Мама тогда меньше стала работать, расправляла подаренные цветы в стеклянной вазе с выпуклым рисунком, пекла пироги. Много улыбалась. Пела. Надо же, пела. Ее строгое, худое лицо с морщинами будто разгладилось, а осанка перестала быть натянутой, как стрела. Она почти не сердилась на меня. Она почти не кричала.
Это было невероятно.
Но после мать обрубила с ним связь.
Я отчетливо помню день, когда она велела ему больше не приходить. Это даже не воспоминание, а старый фильм в моей голове, где можно предсказать каждое слово, каждое движение героя.
Декорации такие: острый запах спирта и хлорки в носу. Стук коляски с инструментами вдалеке. Я на скамейке, у салатовой стены с облупившейся краской. Сижу уже долго, так, что страшно пошевелиться, – железная перекладина впилась в тонкую кожу под задравшимся летним платьем. Смирно, как велели. В коридоре пусто.
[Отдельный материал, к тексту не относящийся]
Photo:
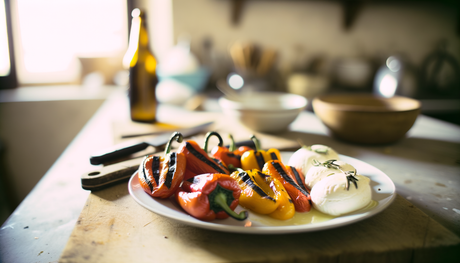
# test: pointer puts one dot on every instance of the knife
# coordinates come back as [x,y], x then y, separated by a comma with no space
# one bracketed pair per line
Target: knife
[125,149]
[112,174]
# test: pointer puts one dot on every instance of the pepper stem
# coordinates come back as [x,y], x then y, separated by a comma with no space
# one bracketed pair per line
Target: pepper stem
[256,142]
[206,140]
[219,202]
[179,138]
[232,147]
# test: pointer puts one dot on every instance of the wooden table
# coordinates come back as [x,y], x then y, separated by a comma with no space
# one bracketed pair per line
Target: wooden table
[59,221]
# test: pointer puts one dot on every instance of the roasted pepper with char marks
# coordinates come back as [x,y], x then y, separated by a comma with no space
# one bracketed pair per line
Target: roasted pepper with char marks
[162,176]
[230,156]
[198,161]
[300,197]
[256,159]
[211,196]
[264,194]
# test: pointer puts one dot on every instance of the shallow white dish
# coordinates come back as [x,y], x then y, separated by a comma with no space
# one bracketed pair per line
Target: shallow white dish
[383,192]
[264,111]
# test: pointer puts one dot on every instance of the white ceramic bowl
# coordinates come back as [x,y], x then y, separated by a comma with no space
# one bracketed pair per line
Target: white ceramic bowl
[264,111]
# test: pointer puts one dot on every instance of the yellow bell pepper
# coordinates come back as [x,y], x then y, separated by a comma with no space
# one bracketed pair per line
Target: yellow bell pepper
[256,159]
[264,194]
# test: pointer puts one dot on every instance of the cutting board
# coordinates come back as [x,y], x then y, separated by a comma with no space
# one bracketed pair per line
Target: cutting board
[113,228]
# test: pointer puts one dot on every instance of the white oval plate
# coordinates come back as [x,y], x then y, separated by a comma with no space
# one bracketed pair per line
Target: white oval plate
[383,192]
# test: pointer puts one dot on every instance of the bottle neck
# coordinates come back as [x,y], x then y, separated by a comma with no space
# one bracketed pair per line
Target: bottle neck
[143,34]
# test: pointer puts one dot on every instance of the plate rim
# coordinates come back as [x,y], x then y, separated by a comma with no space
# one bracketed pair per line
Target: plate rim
[287,229]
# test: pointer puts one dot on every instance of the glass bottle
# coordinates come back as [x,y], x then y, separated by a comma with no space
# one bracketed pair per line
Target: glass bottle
[142,66]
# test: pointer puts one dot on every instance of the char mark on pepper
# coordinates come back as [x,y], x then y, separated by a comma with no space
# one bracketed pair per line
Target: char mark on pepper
[260,159]
[156,169]
[171,171]
[273,156]
[147,179]
[297,177]
[248,180]
[203,158]
[288,179]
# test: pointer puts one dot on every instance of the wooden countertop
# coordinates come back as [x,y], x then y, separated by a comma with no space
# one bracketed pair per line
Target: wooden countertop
[48,225]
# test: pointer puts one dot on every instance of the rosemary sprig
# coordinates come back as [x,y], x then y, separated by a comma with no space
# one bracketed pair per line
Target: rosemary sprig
[351,179]
[350,175]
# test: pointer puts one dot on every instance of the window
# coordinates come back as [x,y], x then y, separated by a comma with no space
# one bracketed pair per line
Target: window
[50,36]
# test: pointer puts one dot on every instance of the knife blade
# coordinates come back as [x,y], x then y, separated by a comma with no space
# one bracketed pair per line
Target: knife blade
[125,149]
[105,176]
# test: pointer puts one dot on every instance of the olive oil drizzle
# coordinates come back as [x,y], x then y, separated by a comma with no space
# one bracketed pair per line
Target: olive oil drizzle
[203,158]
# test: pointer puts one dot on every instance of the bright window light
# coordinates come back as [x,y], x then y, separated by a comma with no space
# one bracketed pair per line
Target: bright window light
[4,49]
[235,81]
[52,34]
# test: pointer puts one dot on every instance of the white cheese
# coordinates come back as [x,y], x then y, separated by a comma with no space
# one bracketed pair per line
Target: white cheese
[318,172]
[303,159]
[331,196]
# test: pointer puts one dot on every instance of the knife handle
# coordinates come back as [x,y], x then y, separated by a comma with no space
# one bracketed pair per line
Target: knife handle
[249,143]
[110,175]
[117,151]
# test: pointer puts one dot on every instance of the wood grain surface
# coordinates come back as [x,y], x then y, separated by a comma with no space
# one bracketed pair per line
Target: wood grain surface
[114,228]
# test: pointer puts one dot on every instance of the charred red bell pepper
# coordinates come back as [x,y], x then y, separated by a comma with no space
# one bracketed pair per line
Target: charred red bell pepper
[211,196]
[198,161]
[297,176]
[230,156]
[255,159]
[300,197]
[162,176]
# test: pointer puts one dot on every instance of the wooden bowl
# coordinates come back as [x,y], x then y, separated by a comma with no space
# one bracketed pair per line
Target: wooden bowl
[366,119]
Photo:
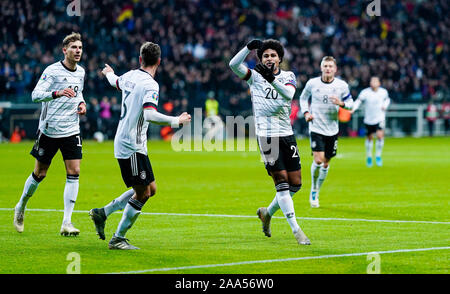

Из не до конца притворенной двери до меня доносятся тревожные, звенящие фразы.
Стук предмета, резко брошенного на стол. Голос Льва Борисовича мягок, но строг. Даже по интонации ясно, что он твердо убежден в собственных словах.
В женском слышны просительные нотки – невероятно и даже жутко для мамы, сделанной из стали. На моих голых коленках появляются пупырышки – гусиная кожа. Я вспоминаю вчерашний день, и меня начинает трясти. Мужчина в форме задает мне вопросы, а мать комкает кухонное полотенце на коленях рядом. Мне очень страшно.
Через минуту жалостливый голос срывается в истерику. Мать вылетает из кабинета, стремительно хватает меня за руку и быстро, раздраженно бежит к выходу. От резкого старта у меня кружится голова. Зудит кожа в местах, что касались скамьи, но останавливаться нельзя. Я хочу спросить, что случилось, но не решаюсь и просто бегу рядом – один широкий взрослый шаг, три детских.
Голос летит нам вслед. Мы спускаемся по лестнице, и я боюсь споткнуться и разозлить мать. И только когда мы оказываемся в сквере за углом, она сбавляет шаг. Ее завитые волосы немного сбились, а лицо полно решимости. Как будто пытаясь найти утешение, она вдруг садится на колени, порывисто и цепко берет меня за плечи и говорит:
– Никого не слушай, только меня. Поняла? Ты меня поняла? Алискины родители уедут, я слышала, они продают квартиру и уезжают. А мы все забудем и будем жить дальше. Поняла?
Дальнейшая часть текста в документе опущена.